日本の取引所では、先月被害を受けたZaifが標準的な割合より多く仮想通貨や顧客資産をホットウォレットで保有していた事が不正流出の要因の一つと言えるだろう。
これらの要因からJuniper Research社は仮想通貨が内部崩壊の危機に直面しているという厳しい評価を下した。
楽観的な姿勢保つBitwala社長
しかしそのような報道があってもブロックチェーンベースの銀行サービスを提供しているドイツに拠点を置くBitwalaの社長、Joerg Von Minckwitz氏は肯定的な姿勢を崩していない。

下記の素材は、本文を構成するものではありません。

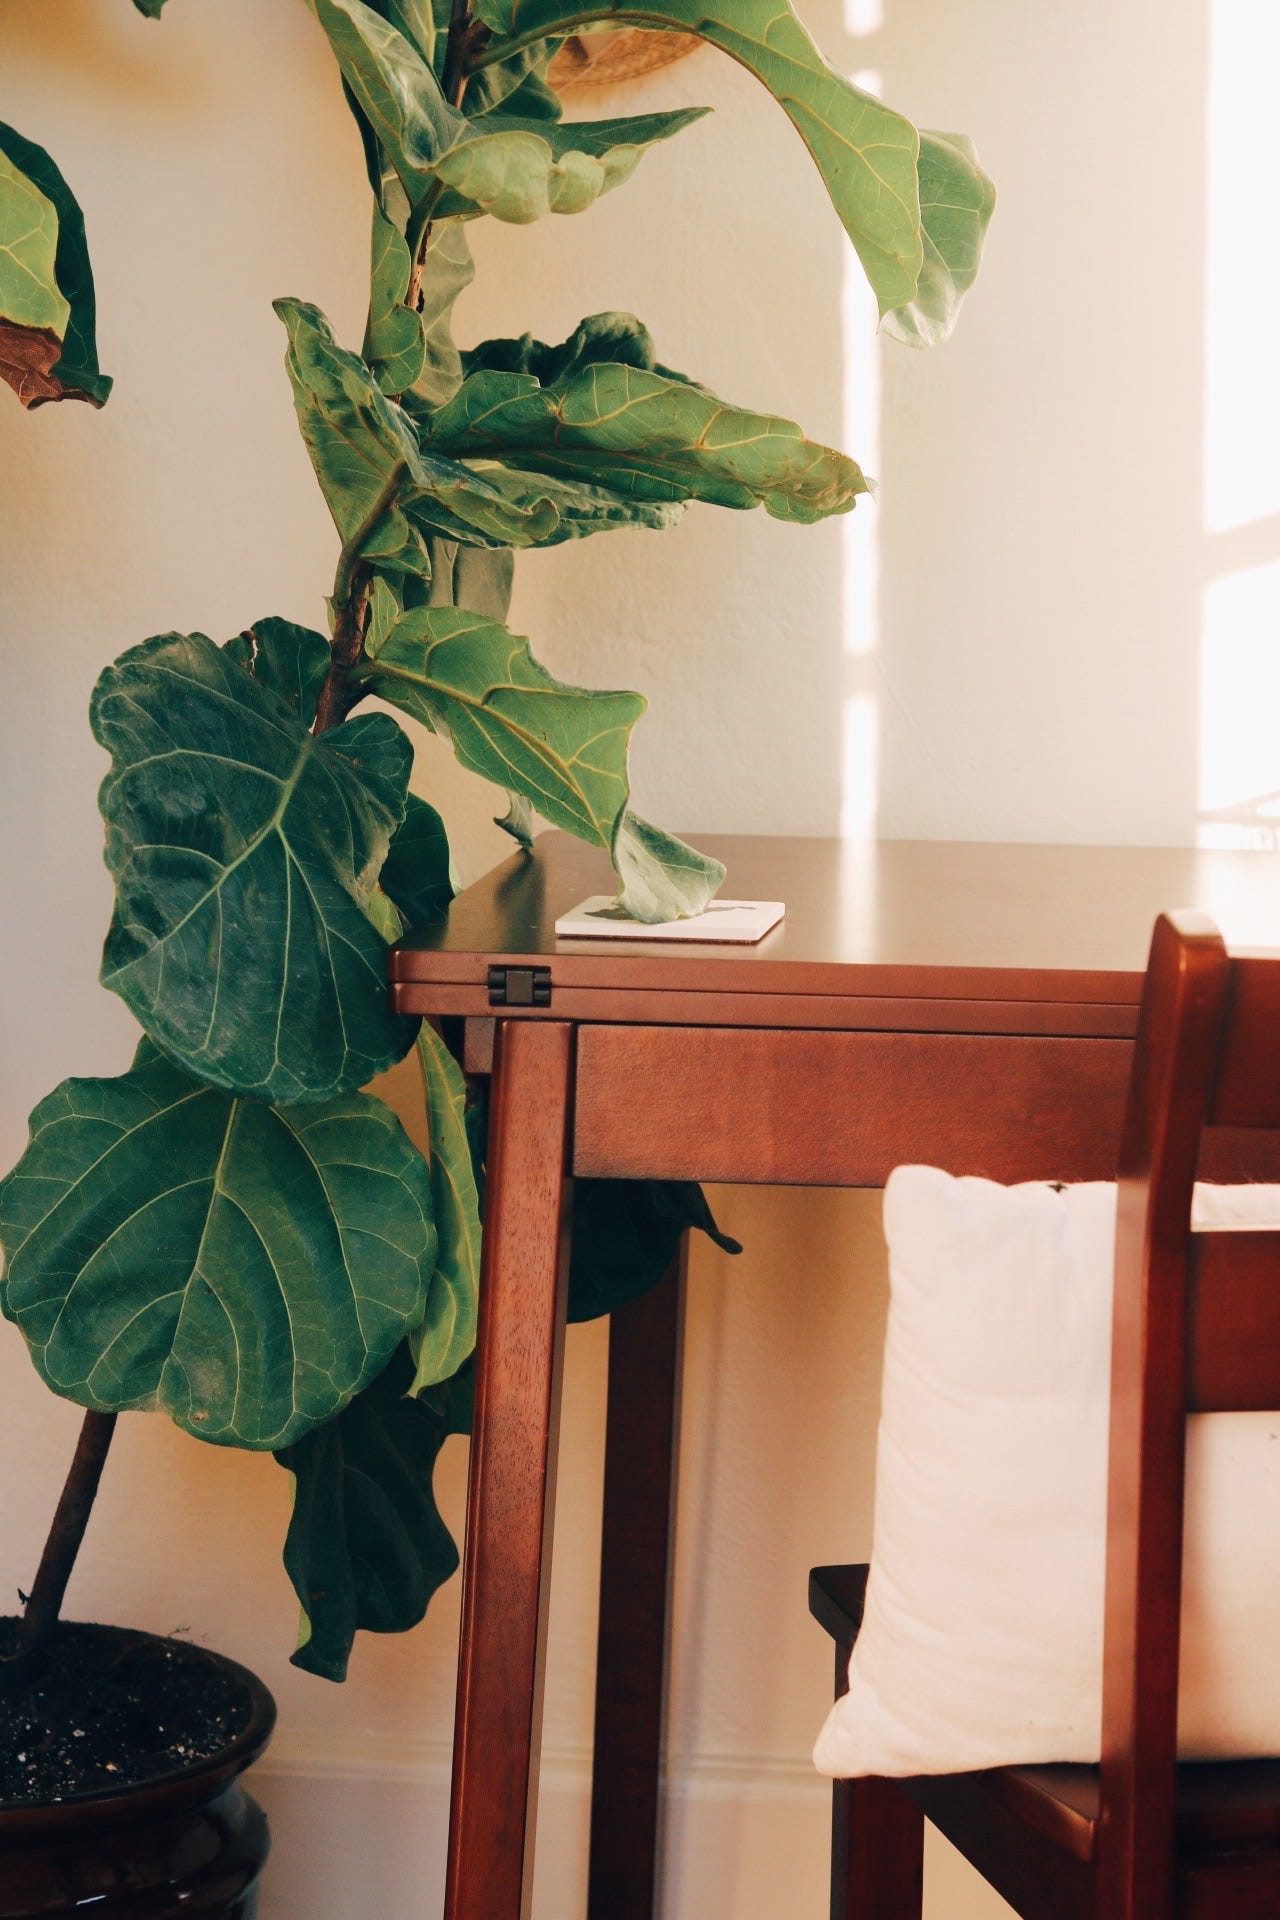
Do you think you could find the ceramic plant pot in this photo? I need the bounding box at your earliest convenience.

仮想通貨市場は規制など、様々な問題に直面して、市場の動きは落ち着いていたが、その間は我々はプロダクトを開発する貴重な時間が与えられた。
しかしその間(市場が低迷した中で)市場は成熟したのだ。
仮想通貨とビットコインには明るい将来が待っている。
と価格が全てではない事を強調した。
このような意見は開発者コミュニティーから多く見られ、仮想通貨の時価総額ランキング7位(本稿執筆時点)のライトコイン創設者であるチャーリー・リー氏も幾度となく同意見を発している。
弱気相場は技術開発に専念するには良い時だ。
先日の仮想通貨市況でも報道した様に、直近数日になると予想されるブレイクポイントがキーポイントとなりそうだ。